Me and my (little) dick. Now for some personal commentary, much of which I’ve exposed in a variety of earlier dick-size postings, but will summarize here.

First, most American adult men have an erect dick in the range from 5 to 7 inches. That’s just a fact. I am at the low end of this scale, at 5 inches, so I was mocked as a kid for having a little dick, and in my negotiations for sex with other men was frequently rejected (even as a receptive partner) because of my dick size. (Yes, the male psychology here is complex.)

On the other hand, I managed without trouble, on the very first try, to fuck up a kid and then to have mutually satisfying insertive sex with both women and men. Some of my male sexual partners were in fact delighted with my dick, saying that it was big enough to be satisfying, but not so big that it was difficult to accommodate; my husband-equivalent, who had a dick at the upper range of normal, was nevertheless outrageously fond of my dick. Sounds good to me.

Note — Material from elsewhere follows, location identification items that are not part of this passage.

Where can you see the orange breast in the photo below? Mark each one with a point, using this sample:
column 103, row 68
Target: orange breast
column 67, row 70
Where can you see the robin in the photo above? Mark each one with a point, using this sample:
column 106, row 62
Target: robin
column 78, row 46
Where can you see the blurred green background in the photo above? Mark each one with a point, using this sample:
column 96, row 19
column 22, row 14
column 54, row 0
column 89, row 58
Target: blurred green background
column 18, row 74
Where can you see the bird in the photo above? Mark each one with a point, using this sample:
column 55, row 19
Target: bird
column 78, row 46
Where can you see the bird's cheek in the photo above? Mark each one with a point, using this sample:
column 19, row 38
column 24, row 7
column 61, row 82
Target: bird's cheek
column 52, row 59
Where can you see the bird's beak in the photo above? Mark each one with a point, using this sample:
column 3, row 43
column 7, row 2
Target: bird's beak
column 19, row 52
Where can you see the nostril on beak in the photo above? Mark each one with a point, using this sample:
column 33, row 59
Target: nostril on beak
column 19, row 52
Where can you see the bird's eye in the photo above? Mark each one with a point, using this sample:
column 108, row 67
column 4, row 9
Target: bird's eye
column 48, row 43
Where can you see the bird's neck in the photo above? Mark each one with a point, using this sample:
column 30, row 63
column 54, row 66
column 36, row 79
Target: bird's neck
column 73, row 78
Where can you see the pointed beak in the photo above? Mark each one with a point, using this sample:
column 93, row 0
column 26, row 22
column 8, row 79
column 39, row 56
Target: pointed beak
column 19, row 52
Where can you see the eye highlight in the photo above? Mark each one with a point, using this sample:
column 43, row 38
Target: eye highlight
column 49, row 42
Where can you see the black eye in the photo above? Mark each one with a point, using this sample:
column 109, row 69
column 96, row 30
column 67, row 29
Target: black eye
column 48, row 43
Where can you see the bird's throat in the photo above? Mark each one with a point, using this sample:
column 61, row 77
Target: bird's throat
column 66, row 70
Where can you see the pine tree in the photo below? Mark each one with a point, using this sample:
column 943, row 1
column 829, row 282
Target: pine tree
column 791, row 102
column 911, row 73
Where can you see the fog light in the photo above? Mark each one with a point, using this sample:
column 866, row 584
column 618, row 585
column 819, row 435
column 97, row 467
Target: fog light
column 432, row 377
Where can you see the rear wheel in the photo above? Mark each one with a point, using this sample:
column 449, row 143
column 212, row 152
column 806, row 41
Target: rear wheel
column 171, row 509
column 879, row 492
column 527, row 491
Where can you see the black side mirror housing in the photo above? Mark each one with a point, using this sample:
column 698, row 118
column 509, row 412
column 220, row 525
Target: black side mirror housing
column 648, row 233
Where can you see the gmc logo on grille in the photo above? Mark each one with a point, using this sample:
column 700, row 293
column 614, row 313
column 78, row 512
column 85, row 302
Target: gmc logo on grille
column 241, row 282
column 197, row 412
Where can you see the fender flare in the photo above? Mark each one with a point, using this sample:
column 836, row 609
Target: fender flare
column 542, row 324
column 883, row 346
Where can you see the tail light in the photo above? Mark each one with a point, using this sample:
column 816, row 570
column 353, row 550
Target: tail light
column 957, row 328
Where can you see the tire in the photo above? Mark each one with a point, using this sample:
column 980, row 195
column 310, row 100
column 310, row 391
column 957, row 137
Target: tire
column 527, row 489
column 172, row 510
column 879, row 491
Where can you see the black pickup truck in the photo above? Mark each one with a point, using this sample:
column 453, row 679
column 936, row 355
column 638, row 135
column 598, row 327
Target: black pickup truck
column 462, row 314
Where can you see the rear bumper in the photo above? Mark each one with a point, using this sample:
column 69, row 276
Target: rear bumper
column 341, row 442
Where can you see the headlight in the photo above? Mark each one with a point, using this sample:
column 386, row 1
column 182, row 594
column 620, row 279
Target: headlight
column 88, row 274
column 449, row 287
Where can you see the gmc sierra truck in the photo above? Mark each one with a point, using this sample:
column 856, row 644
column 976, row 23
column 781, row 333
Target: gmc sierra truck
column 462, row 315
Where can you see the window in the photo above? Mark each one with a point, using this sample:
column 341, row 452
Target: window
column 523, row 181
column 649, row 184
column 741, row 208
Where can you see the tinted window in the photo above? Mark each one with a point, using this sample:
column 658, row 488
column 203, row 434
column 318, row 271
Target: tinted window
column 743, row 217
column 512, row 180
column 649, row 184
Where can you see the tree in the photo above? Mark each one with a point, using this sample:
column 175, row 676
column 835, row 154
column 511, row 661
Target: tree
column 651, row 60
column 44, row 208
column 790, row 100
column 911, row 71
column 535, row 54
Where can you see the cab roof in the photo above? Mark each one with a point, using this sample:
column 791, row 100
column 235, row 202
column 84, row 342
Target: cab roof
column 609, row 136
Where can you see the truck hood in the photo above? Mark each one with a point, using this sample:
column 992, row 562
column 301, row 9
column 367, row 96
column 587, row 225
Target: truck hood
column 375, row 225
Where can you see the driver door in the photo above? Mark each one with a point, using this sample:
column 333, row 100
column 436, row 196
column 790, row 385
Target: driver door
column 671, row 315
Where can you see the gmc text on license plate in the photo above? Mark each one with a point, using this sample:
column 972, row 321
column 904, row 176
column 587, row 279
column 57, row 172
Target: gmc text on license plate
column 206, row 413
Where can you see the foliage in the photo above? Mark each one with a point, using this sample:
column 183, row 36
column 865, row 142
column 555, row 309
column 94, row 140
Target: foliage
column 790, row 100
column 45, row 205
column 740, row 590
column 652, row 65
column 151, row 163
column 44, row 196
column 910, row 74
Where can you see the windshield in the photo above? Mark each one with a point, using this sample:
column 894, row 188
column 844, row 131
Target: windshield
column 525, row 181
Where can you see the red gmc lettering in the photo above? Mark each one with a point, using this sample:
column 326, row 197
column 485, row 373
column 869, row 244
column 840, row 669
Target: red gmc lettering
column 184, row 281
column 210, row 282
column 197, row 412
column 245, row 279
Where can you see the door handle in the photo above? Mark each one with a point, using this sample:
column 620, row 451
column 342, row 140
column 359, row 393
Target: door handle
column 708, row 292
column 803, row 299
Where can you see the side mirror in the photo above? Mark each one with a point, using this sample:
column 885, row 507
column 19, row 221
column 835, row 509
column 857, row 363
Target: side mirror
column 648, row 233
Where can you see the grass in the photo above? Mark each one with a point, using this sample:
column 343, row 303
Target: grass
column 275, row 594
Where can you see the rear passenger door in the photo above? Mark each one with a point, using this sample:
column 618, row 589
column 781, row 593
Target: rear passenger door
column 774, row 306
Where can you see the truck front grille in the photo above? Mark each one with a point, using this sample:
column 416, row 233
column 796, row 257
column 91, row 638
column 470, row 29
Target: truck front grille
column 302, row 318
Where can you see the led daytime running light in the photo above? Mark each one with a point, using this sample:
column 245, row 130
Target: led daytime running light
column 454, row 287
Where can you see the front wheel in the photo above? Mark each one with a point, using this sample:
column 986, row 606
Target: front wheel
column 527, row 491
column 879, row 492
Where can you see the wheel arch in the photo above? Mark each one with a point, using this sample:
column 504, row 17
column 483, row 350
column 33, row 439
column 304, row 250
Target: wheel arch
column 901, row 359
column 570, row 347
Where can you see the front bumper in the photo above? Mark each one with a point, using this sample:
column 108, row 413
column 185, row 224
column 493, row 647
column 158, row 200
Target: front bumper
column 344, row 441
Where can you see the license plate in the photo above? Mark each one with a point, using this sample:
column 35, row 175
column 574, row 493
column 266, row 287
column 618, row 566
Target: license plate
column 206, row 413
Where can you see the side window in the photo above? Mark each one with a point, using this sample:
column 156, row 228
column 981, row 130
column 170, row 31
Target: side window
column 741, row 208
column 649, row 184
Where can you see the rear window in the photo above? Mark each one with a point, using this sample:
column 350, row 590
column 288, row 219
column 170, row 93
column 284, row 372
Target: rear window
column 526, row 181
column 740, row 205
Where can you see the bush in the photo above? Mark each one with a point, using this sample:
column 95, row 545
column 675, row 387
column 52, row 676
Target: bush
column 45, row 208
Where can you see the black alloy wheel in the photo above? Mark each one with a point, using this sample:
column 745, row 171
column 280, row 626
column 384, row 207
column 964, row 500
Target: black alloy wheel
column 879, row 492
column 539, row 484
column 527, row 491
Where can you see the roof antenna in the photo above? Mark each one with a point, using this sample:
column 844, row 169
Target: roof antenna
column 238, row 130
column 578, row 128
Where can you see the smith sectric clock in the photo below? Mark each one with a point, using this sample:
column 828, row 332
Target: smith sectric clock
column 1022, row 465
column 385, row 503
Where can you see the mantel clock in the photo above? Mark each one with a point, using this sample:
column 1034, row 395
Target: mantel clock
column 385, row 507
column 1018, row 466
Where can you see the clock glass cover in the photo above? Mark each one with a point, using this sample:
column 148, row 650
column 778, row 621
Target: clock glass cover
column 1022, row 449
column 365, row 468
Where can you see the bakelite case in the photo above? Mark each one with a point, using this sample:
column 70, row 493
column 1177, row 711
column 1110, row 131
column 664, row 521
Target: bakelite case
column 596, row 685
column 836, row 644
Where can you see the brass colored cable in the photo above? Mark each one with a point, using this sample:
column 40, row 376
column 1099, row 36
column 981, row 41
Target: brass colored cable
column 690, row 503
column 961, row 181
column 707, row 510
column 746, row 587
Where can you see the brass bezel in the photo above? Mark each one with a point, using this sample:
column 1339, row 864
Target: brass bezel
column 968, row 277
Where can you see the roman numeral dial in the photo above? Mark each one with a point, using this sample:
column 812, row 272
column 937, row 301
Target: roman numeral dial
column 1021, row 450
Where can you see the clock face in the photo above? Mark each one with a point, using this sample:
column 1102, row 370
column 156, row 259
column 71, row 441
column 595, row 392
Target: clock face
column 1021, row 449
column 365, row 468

In exchange, I was entirely happy servicing a dick in my size range. (Probably unavoidably in our culture, I have pretty much classic sexual fantasies about taking gigantic thick dicks — but those are fantasies; in real life I found really big dicks uncomfortable to handle, for a variety of reasons, and had to devise alternative schemes for getting my partners off.)

The 5-6″ range, not too thick, is in fact a genuine sweet spot for me.

All that is good news. I am comfortable with my dick, which has served me well since I fell into really powerful early puberty at the age of 10, 72 years ago, and continues to provide me with essentially daily jack-off pleasure even now.  (I don’t think I’ve mentioned that I have a very high sex drive. Not everyone’s way, by any means, but it is mine, and I take it as it comes.)

Nevertheless, I’m not immune from the baleful effects of  that history of taunting and those rejections: I can be humiliated, even now, by taunting and rejections, by being impelled into reliving the shame of getting pegged as a little-dick faggot.

Still, for the most part, my feelings about my little dick are just like my all my feelings about the person I am (including being a faggot, being forbiddingly smart, being empathetic, being irrepressibly analytic, being playful, and much more: I am as I am (stunningly different in many ways from others) and have to negotiate with the world on my own terms.

 

 

One Response to “The news for penises: the Penuma”

  1. Bill Stewart Says:

    I’ve likely shrunk a bit from 7.5-8″, but I’m the sole proprietor and don’t really care. My favorite oral has always been 4-6″, a real treat.